E é assim que me sinto, quando lembro, daquela noite de verão. Nós dois, adolescentes com uns dois meses de namoro (no máximo), a noite estava agradável, o céu estrelado e uma linda lua que observava as nossas conversas tolas.

Seu pé se apoiava no chão e balançava a rede, eu estava envolta em seu braço e encostada em seu peito, podia até ouvir as batidas do seu coração, que estavam tão rápidas quanto as de um bebê no ventre de sua mãe. O meu coração, por sua vez, respondia as batidas do seu, tão rápido como ou até mais. Estávamos em perfeita sintonia. Caidinhos um pelo outro!

Ali fazíamos planos, por um futuro tão distante que nem sabíamos se iríamos alcança-los. Uma casa pequena, um jardim gramado, dois filhos (um casal que já tinha até nome), um cachorro, um gato, e, é claro, uma rede para deitarmos nos fins de tarde. Típico sonho adolescente, do amor de conto de fadas.

O seu cheiro, e o seu abraço me davam a sensação de aconchego, aquela sensação que a gente só sente quando estar em casa. Gostava de imaginar que a nossa história estava escrita nas estrelas. Era óbvio que a gente ia ficar juntos. E teríamos o nosso “Felizes para sempre.”

O tempo passou, e em como todos os outros contos de fadas da vida real, o nosso amor foi se desgastando com os acontecimentos de cada dia. Por muitas vezes quis desistir de você e sei que você também quis desistir de mim.

Nossos corações começaram a bater sinfonias diferentes. Nossos planos começaram a mudar. Mesmo assim insistíamos a tentar realizar o maior deles: ficar juntos. Mas o ser humano erra, e você errou feio comigo.

Não foi fácil, você sabe disso. Eu quis ir embora e pela primeira vez na vida te vi chorar, dessa vez meu coração apertava. Minha cabeça dizia: vá! E meu coração: fique! E as minhas lágrimas, que sempre tentei esconder de você , se revelaram. E então você viu e a garota “fortona” na verdade era tão frágil quanto todas as outras.

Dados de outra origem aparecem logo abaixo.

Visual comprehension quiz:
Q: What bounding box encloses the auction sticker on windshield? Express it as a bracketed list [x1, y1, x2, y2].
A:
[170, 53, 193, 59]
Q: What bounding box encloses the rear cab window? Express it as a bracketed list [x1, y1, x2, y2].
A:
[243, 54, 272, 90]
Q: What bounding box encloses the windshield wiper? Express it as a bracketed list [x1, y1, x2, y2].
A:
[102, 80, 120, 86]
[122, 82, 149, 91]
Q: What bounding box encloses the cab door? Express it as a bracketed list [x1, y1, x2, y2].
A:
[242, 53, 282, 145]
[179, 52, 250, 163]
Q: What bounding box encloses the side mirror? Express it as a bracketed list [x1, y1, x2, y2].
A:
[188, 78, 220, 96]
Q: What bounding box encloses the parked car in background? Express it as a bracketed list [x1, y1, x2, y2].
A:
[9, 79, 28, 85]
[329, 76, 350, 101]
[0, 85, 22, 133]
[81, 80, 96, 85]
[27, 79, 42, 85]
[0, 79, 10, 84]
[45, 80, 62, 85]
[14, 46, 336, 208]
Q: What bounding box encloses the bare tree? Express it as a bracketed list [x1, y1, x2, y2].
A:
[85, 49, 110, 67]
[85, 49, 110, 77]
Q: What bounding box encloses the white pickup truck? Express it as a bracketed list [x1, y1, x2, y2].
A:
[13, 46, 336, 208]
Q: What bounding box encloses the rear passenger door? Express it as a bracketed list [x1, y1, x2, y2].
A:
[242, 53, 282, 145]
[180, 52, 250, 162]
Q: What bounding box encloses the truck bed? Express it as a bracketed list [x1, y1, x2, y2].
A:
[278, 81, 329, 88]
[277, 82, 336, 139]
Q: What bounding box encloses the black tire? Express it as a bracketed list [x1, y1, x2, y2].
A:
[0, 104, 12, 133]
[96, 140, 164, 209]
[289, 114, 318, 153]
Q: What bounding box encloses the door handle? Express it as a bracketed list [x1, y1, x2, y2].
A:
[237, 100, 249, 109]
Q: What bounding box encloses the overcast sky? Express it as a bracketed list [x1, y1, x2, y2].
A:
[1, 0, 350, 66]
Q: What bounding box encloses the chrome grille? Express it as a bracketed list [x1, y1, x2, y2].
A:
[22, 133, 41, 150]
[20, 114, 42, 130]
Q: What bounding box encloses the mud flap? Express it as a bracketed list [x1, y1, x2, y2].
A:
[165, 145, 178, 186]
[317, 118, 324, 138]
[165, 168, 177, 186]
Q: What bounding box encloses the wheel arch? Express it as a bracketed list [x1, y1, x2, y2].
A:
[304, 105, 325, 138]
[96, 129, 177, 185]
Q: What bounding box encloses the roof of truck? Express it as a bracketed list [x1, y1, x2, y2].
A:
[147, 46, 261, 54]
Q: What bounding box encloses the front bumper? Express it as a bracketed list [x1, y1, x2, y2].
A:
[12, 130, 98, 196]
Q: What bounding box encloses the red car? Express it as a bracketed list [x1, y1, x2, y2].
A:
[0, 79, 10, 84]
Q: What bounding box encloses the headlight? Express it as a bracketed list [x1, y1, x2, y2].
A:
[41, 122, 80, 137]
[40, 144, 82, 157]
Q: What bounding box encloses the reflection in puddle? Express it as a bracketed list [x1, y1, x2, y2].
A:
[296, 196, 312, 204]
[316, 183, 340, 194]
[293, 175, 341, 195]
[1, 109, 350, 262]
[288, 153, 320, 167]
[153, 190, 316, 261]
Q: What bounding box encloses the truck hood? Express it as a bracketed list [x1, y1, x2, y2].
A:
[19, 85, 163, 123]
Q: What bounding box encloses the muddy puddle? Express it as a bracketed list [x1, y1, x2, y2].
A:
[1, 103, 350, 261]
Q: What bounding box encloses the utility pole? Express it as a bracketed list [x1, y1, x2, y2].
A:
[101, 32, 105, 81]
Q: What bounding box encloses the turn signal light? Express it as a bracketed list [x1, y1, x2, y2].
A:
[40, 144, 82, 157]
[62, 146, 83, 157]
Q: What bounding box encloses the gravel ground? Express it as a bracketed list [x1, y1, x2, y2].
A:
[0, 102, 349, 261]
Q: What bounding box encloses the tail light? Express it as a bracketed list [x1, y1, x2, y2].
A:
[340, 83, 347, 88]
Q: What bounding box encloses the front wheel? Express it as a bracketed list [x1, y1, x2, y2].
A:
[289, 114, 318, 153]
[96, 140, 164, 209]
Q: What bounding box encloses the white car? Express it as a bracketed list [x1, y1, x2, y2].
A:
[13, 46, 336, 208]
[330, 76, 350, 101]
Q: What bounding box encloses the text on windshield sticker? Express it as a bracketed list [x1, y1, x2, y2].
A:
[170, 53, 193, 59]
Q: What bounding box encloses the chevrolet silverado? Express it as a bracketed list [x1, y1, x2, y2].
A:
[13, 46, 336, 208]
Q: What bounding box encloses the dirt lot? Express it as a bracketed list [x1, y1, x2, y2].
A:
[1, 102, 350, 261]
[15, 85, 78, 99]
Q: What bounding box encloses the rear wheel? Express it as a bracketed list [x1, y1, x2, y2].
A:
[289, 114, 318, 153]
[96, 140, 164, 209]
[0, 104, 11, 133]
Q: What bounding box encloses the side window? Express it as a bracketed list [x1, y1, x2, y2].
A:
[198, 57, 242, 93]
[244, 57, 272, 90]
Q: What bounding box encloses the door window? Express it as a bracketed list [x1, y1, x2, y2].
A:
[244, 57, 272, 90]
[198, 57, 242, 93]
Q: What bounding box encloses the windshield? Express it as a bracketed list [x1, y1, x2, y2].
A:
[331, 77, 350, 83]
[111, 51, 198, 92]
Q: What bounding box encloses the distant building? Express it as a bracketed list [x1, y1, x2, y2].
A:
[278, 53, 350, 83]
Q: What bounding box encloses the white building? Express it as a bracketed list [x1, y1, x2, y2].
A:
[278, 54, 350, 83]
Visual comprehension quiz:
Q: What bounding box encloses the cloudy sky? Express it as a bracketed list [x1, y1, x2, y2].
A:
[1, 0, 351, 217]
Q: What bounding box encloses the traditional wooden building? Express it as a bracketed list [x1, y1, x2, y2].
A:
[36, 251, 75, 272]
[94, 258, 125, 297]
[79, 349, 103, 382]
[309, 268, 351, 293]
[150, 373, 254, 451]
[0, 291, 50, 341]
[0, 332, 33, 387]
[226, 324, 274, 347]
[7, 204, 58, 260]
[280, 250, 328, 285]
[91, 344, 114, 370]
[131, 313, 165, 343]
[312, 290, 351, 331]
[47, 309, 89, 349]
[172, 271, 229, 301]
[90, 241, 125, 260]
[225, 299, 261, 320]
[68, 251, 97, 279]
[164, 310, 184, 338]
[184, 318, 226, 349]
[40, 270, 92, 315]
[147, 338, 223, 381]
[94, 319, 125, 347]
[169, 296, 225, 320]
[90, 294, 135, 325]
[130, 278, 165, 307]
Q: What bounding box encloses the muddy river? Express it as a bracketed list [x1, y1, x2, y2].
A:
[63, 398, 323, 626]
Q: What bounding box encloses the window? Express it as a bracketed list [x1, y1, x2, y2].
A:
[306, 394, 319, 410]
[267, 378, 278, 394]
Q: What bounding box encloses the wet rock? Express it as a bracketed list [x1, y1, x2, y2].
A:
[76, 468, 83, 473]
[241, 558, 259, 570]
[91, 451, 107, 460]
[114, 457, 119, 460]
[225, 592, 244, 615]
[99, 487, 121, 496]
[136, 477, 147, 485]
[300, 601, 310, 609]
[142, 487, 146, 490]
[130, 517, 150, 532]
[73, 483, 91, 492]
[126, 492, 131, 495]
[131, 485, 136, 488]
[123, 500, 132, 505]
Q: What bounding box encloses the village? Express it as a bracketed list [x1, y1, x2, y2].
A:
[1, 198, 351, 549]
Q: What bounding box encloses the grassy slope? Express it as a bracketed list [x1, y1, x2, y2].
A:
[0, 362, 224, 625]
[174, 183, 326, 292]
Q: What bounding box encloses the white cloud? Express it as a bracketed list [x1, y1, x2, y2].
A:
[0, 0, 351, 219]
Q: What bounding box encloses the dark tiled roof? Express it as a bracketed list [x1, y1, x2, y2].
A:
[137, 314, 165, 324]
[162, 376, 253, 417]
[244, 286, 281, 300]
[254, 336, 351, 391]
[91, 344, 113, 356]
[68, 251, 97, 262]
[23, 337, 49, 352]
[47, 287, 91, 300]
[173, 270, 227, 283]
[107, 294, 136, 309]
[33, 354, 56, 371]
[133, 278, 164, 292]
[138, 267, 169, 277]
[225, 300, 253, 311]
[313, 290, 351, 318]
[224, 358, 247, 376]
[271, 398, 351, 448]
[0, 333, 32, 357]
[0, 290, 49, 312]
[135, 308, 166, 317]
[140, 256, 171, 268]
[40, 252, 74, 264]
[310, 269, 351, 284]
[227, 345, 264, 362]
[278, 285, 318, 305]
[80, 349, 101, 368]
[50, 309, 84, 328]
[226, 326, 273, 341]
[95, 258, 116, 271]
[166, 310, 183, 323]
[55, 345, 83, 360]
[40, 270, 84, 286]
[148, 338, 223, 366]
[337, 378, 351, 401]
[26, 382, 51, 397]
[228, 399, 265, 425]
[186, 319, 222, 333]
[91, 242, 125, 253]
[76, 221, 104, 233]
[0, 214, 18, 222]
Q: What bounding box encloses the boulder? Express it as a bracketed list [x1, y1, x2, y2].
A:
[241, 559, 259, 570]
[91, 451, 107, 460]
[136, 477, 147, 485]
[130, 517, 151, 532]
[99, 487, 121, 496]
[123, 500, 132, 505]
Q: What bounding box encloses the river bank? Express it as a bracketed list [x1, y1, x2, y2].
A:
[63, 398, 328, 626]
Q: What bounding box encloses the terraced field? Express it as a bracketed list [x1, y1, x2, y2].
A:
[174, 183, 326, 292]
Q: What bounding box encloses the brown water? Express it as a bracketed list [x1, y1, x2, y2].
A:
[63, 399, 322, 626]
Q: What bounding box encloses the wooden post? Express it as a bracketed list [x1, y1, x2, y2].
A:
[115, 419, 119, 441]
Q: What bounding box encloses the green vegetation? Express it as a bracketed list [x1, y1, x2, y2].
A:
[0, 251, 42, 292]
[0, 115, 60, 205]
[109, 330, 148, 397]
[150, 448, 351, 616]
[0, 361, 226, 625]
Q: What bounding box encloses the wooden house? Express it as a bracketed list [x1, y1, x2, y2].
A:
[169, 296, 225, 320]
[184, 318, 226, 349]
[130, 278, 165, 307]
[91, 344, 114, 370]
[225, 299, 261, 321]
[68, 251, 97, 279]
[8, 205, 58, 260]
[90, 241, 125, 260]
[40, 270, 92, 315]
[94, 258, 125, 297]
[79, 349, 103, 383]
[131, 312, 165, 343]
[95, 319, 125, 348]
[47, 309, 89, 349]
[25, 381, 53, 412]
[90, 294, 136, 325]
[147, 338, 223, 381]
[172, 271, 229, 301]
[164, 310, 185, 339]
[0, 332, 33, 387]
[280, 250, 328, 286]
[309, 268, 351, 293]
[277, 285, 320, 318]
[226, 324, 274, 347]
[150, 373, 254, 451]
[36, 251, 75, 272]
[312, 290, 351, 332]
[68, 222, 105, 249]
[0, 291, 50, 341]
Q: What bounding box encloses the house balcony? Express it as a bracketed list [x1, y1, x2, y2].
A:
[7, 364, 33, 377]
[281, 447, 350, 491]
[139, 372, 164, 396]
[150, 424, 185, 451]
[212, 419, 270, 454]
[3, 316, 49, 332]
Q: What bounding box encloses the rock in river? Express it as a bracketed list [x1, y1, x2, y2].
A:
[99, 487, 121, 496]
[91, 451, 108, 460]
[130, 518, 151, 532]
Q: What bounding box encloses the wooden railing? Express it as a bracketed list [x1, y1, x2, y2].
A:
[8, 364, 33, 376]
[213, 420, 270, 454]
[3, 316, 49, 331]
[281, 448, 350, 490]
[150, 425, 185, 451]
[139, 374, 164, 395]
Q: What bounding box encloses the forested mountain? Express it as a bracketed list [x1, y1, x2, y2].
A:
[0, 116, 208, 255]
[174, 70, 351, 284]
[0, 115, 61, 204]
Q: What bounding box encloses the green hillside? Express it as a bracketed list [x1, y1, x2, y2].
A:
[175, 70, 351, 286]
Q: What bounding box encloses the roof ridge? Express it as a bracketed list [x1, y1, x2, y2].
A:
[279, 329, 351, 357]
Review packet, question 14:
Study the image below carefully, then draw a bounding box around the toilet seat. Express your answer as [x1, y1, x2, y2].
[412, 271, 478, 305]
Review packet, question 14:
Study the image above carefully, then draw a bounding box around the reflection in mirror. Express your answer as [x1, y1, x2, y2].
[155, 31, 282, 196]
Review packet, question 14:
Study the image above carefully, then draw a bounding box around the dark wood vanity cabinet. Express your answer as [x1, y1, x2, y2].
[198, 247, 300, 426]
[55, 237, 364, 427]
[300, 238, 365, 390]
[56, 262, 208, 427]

A choros e soluços , nos aproximamos, olhamos um para o outro. E no fundo dos seus olhos encontrei ternura, e lembrei dos mesmos olhos pelos quais me apaixonei. Os olhos que me deixavam envergonhada ao encontrarem os meus. Ali naquela noite, tão agradável quanto aquela na rede, nos abraçamos , sem nenhuma palavra falar. Ficamos ali abraçados e flashbacks passaram pela minha cabeça, lembrei de tudo de bom que a gente viveu em todos os anos que estávamos juntos. Resolvi ficar, trocar um erro, por todas as vezes que você acertou.

Uma vez ouvi que : “as pessoas que mais amamos são as que nos decepcionam , porque achamos que elas são perfeitas e esquecemos que elas são humanas”. Eu não sei quem disse isso, mas ele estava completo de razão.

Hoje conseguimos realizar boa parte dos planos que fizemos e ainda vamos realizar muitos outros , se Deus quiser.

E, de vez em quando, ainda compartilhamos a rede. E a cada balançar da rede, falamos menos do futuro e mais do presente. Vivemos o hoje, um dia de cada vez. E o que tem pra hoje é muita paz, amor, compreensão e parceria.

E ele continua balançando a rede , enquanto eu adormeço em seus braços.